If you have an interest in Japanese-style paintings, there’s a very comprehensive collection at the Hirayama Ikuo Museum of Art in the quaint town of Onomichi, Hiroshima. It provides an artwork collection compilation of one of the most celebrated artists, Ikuo Hirayama, whose name is well known beyond his native land. Let’s get to know the artist and his collections.
Ikuo Hirayama is a world-renowned artist who was born in Hiroshima Prefecture. He is a popular figure in Japan and abroad owing to his Silk Road paintings which depicted the extensive network of trade routes along the regions of Asia to China. He spent most of his childhood years in an extremely peaceful place until the outbreak of World War II. When the atomic bomb was dropped, he was able to narrowly escape from it though he was still caught with the radiation after-effects which affected most of his paintings’ subject matter in his early career. He had an extreme determination to restore what was lost in his place especially the treasures of a unique civilization.
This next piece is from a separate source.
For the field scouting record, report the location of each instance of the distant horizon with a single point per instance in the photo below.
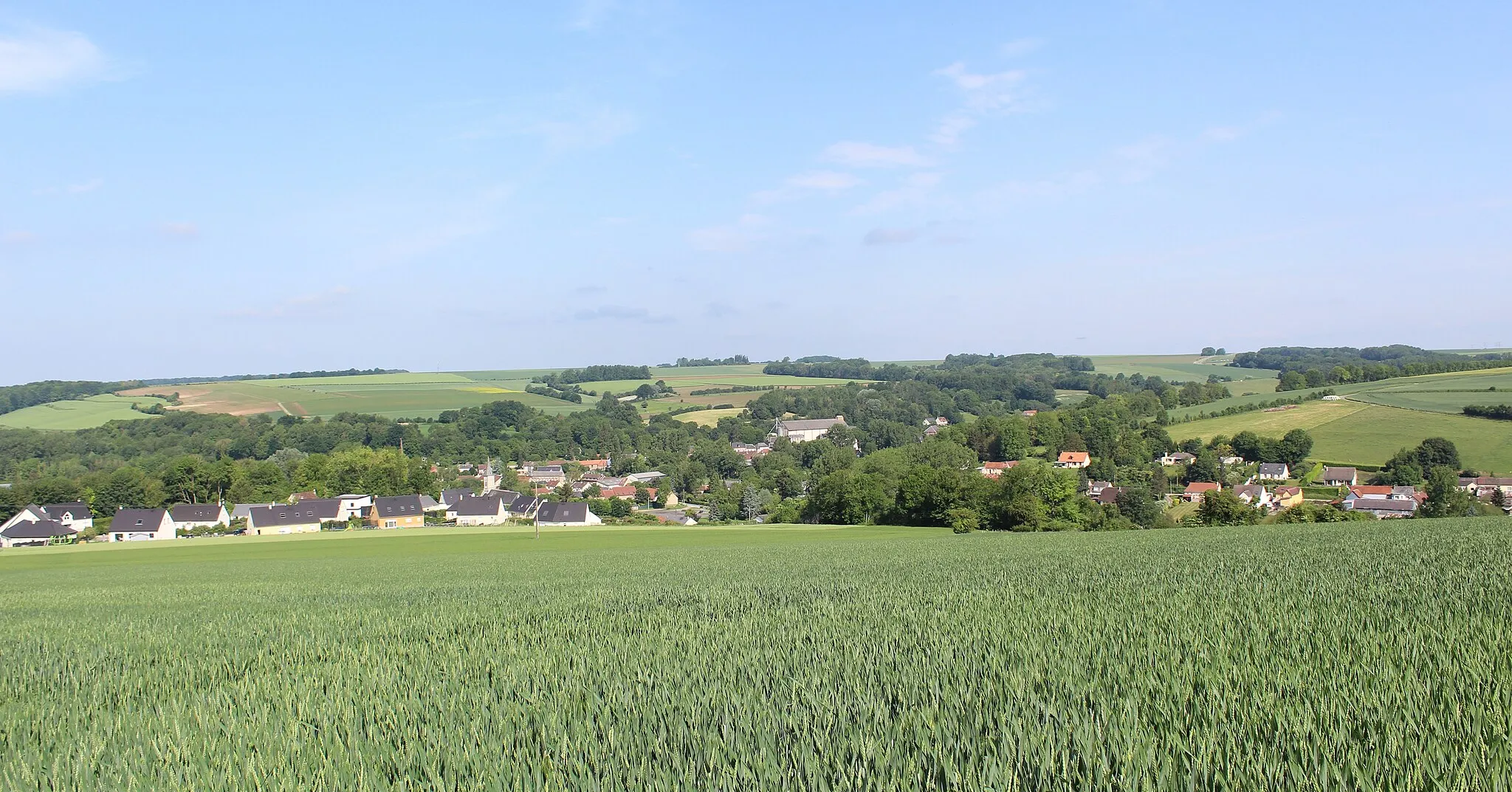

He made it possible by becoming the president of Tokyo National University of Fine Arts and Music where he also came to the point of donating some of his painting sales to set up organizations in other countries.
Hirayama’s Japanese-style paintings are so different from the rest because of the real surface texture it possesses. It is said that some of his works have thick re-coating that can reach to a hundred times. Before getting in touch with Buddhism in his paintings, he centered working on art related to this childhood and hometown. He also has painting sketches called “shitazu” which were considered outlines before he embarked on a new painting idea. The collections you can see in his museum are subdivided into different classes: Childhood, Early Works, Buddhism Later, Shitazu, and Fifty-three Stages on the Shimanami Highway.
Get in touch with Japanese cultural heritage at Hirayama Ikuo Museum of Art which is open all year round from 9:00 a.m. to 5:00 p.m. Admission fee for adults is 900 yen, and for secondary and high school students is 200 yen. Coming in groups of 10 or more will avail you of a 10% entrance fee discount.